An manchen Tagen war am Nachmittag noch Poliklinik-Sprechstunde. Das hat mir besodners viel Spaß gemacht. Die Patienten wurden in ein Untersuchungszimmer gesetzt, ihre Akte an die Tür gehängt. Man konnte sich also kurz informieren, weshalb der Patient da war, reingehen, mit ihm plaudern, eine Anamnese und Untersuchen machen und eventuell auch schon mal ein paar Fragen, die der Patient hatte, beantworten. Es war nie ein Problem, wenn man sich dem Patienten als Medizinstudent vorstellte. Die Patienten schienen darauf zu vertrauen, dass ihr Arzt und ihre Uniklinik uns richtig ausbildeten. Später habe ich dann alle Patienten, die ich gesehen hatte, dem Oberarzt vorgestellt, sind noch einmal mit ihm zu dem Patienten rein, um das weitere Procedere mit diesem zu besprochen. Oftmals hat das bis spät in den Abend gedauert, aber es war wirklich gut und lehrreich und ich fühlte mich sehr gut dabei – denn niemals hieß es „Wir haben hier noch eine Studentin –wie war noch mal Dein Name?- hätten Sie was dagegen, wenn sie dazu kommt?“
Mein Fazit
PJ in Amerika macht Spaß. Je nachdem, wie sehr man sich einbringt und wie früh man bereit ist aufzustehen, lernt man mehr oder weniger und hat ein mehr oder weniger anstrengendes Leben. Ich habe jeden Tag, bei fast jeder OP nähen dürfen, ich habe fast nie einen Haken halten müssen (manchmal den Sauger!), ich habe keine einzige Braunüle gelegt und keine einzige Blutentnahme gemacht.
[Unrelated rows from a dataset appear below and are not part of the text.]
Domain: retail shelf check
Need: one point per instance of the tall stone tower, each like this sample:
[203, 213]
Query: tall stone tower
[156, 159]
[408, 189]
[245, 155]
Ob ich mehr oder weniger gelernt habe, als ich das in Deutschland getan hätte, ist schwer zu sagen. Dadurch, dass man seine Rotationen selber wählen darf, kann man sehr spezielle Gebiete der Chirurgie kennen lernen und dort extreme Sachen sehen – aber dann fehlen natürlich die allgemeinen Dinge. Arztsein in den USA? Ich weiß nicht… Bis dahin muss man als Ausländer einen sehr langen, steinigen Weg gehen. USMLE Step 1 und 2, bessere Ergebnisse in den Tests, um auch als Ausländer eine Stelle als Resident zu bekommen, dann 5 Jahre harte Facharztausbildung (auch nicht viel anders als bei uns?)Ja, wenn man dann irgendwann Facharzt ist in Amerika, verdient man wesentlich mehr Geld als hier, aber man lebt auch in Amerika. Ob man das wirklich will, muss jeder selbst entscheiden.